太閤殿下亡き後……。乱が起こることを見越してた儂は、息子の長政にはあの狸ジジイ……もとい、徳川殿の力になるようにと言い聞かせ、儂は天下の夢を見ることにしたんや。
関ヶ原が起こる前に、まずは豊後の大友。西軍に属した諸大名の城を次々陥落させていった。そして加藤、立花、鍋島勢を加えた四万の軍勢で、九州最後の大物、島津との戦いや。

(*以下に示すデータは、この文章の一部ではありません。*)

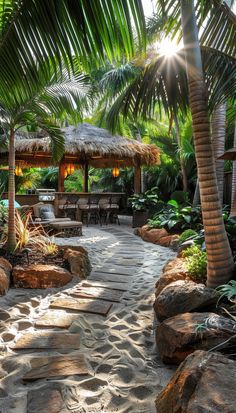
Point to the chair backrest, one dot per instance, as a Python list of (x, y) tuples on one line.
[(46, 211), (94, 200), (72, 199), (104, 201), (115, 199), (83, 201)]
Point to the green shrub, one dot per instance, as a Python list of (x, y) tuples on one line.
[(188, 233), (196, 264), (189, 252)]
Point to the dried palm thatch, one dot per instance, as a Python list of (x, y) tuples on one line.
[(87, 142)]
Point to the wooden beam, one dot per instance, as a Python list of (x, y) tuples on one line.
[(61, 177), (86, 170), (137, 179)]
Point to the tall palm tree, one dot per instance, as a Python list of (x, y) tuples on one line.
[(220, 262), (218, 139), (219, 257)]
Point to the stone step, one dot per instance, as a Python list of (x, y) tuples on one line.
[(50, 340), (84, 305), (53, 366), (98, 292)]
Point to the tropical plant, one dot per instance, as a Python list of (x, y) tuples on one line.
[(175, 217), (186, 235), (146, 201), (219, 24), (20, 110)]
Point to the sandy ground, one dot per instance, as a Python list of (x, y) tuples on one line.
[(125, 372)]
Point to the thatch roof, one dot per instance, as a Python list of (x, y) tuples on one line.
[(97, 145)]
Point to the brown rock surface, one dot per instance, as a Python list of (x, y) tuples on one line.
[(174, 270), (204, 383), (40, 276), (79, 262), (183, 296), (181, 335)]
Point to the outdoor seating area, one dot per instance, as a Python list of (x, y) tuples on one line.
[(118, 206)]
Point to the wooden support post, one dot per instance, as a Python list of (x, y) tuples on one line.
[(137, 179), (61, 177), (86, 169)]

関ヶ原が終わってもまだ戦っていたんや。関ヶ原より引き上げてきていた立花宗茂と島津義弘と戦って勝利したしな。
――まだ続けるつもりやった。
狸ジジイめ、島津と和議を結んで、停戦命令や。
――皮肉にも、息子の長政の調略のお陰で戦いがはよ終わってしもたんや……。もっと長引いとったらなぁ……。
それで、長政に言うたもんや。
「家康様は、『この勝ちは長政殿のおかげでござる』と、私の手を三度も押し頂いてくれました。」
…………。
このアホがぁ!!
「手を握られたのはどちらの手か?」
「右手でございました」
「すると、そなたの左手は何をしていた」
叱ったった。
まあある程度は冗談やけどな、半分本気やった。
――天下が欲しかった。
――いつまでも野望を持っていたかった。
儂の号は『如水』やのにな。
――心清き事水の如し。
しかし、中途半端な欲を抱くことはもう終わり。もうお迎えが来たようや……。
「くわん、天下が欲しかったか?」
?!
太閤殿下……。
「ええ、ほしゅうございました、しかしあまりに夢を追い、欲をかきすぎると、太閤殿下のようになってしまいますゆえ……。夢を超えて、求めるものが大きくなりすぎまする」
猿のような顔がくしゃくしゃになって笑顔を作る太閤殿下。
「そうか、それでよいわ、さあ、行こうぞ、くわん!」
「はい……それで儂は切支丹でもあったのですが、行くのはパライソでしょうか、それとも極楽浄土でしょうか……?」
「そんなことはどうでもいいわ……、楽しいところよ……!」
そう、儂はどこに向かうかは分からへん。でもパライソであろうが極楽浄土であろうが、そこでは天下取りの争いなどないやろうな……。
さらば、娑婆よ!
長編で書いてみたいかも。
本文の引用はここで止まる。